Flush Yourself to Safety

Amid all the rhetoric spiraling out of Washington and the major news networks, emerge these truths about the so-called “Buffet Rule”:

1) On wages earned, Warren Buffet does indeed pay less in federal income tax than his secretary.
2) In the aggregate sense, however, your average millionaire pays just under twice as much, percentage-of-income-wise, as do those who are firmly and solidly in the middle class.

Who is right – and whom you believe in this mess – says more about your politics than your ability to do math or understand tax law.

President Obama is obviously interested in tapping into the middle-class (and liberal) rage against the so-called fat cats who in some instances, depending on what figures you look at and how hard you squint, appear to pay less in taxes than their middle-class compatriots. Such a stance paints a caricature of the situation, not allowing for the complexities of tax law that make, for many millionaires, a higher tax burden than what even President Obama seems willing to admit.

Are there loopholes that allow some millionaires to pay less in income taxes than middle class wage-earners? Yes there are.

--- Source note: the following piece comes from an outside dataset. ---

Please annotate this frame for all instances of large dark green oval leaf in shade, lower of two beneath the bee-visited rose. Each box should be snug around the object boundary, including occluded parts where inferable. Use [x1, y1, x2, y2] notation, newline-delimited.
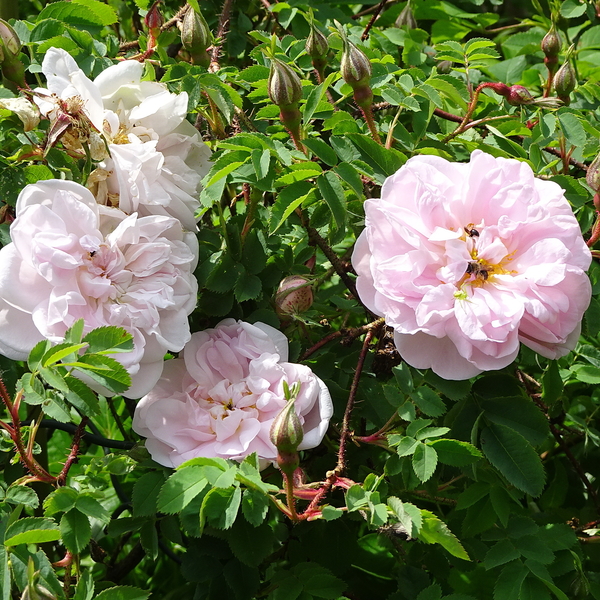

But if unbiased entities such as the Congressional Budget Office, the Internal Revenue Service, and the Tax Policy Center are to be believed, what Obama and the media are selling the American public is true for a minority of millionaires, untrue for the vast majority.

It makes as much logical sense to me as does Rush Limbaugh’s claim that there are more National Forest lands in the United States now than there were when Columbus landed in the Americas in 1492. The statement is true in one literal sense: There was absolutely no land at that time designated as National Forest. So it is true, depending, once again, on that squint and what figures you use.

It is demeaning to the public you claim to be serving and intellectually dishonest to state the case for the minority is the case for all. And no matter how much you might blame media spin or the passion of a political moment for such dishonesty, that the claims being made are dishonest to begin with does not change.

As an independent voter who “voted for change” in 2008, I’m disappointed. The intellectual dishonesty is much more appalling to me than any political circus divided along party lines. I’d like to think that anyone earning an income in the United States and benefitting from government services is paying a fair share of tax. It appears that most people are. I don’t know much about the tax loopholes that are benefitting those minority of millionaires, but before I go screaming on about that, I probably should quietly consider whether the child tax credits and lifetime learning credits I’ve legitimately taken over the past several years (eliminating entirely my federal tax burden) are as correct and right and justified as those millionaire loopholes we’ve heard so much yet know so little about. The circus is inevitable. The lies shouldn’t be.